癌症起源于肿瘤细胞的基本遗传改变，导致蛋白质表达的变化 和功能，最终导致血清和肿瘤细胞表面的特征性“签名”。强大 蛋白质组学的努力是确定一套生物标志物，是肿瘤的先天生物学特征， 对于预测和监测对治疗的反应将是重要的。由于癌症的发展是一个 复杂的过程需要突变和改变多个基因的表达， 肿瘤的生物学状态和治疗敏感性将需要评估多种生物标志物， vivo.为了解决这个问题，我们转向量子点（Qdots），这是一种微小的荧光纳米晶体， 可以产生具有限定的发射波长的光谱，用于产生多路检测器， 生物标志物。在目的1中，制备了对前列腺癌和前列腺癌中充分表征的生物标志物具有特异性的抗体。 淋巴瘤，将被工程化并耦合到项目5中开发的近红外量子点。
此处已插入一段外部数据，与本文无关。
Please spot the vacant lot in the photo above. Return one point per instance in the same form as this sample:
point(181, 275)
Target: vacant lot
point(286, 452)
生物物理学， 这些肿瘤特异性量子点的生物化学和生物学性质。在目标2中，我们将 通过使用项目4确定的前列腺癌细胞表面标志物来扩展平台， 重组靶点，并通过噬菌体展示选择新的抗体，用于偶联到用于多重成像的Qdot 多重标记目标3将集中于用于靶向α-v-β 3整合素的量子点的生物修饰 表达的肿瘤和肿瘤新生血管，使用Arg-Gly-Asp肽，特异性结合这个 蛋白最后，在目标4中，用于扩增Qdot信号的策略将利用与肽的偶联，所述肽将 增强细胞摄取，当它们的活性被肿瘤特异性蛋白酶揭开时。在整个 项目期间，将提供肿瘤靶向量子点用于小鼠治疗中的体内成像 人类癌症模型，以验证其效用。肿瘤特异性量子点将成为细胞免疫学中非常宝贵的试剂 生物学和临床前模型，用于体内、真实的时间监测肿瘤细胞活性和功能。 此外，这里开发的靶向策略可以扩展到其他类型的药物的体内递送。 纳米颗粒用于替代检测模式或用于治疗。对 生物体中肿瘤和正常组织之间的差异将促进我们对如何 检测和治疗癌症。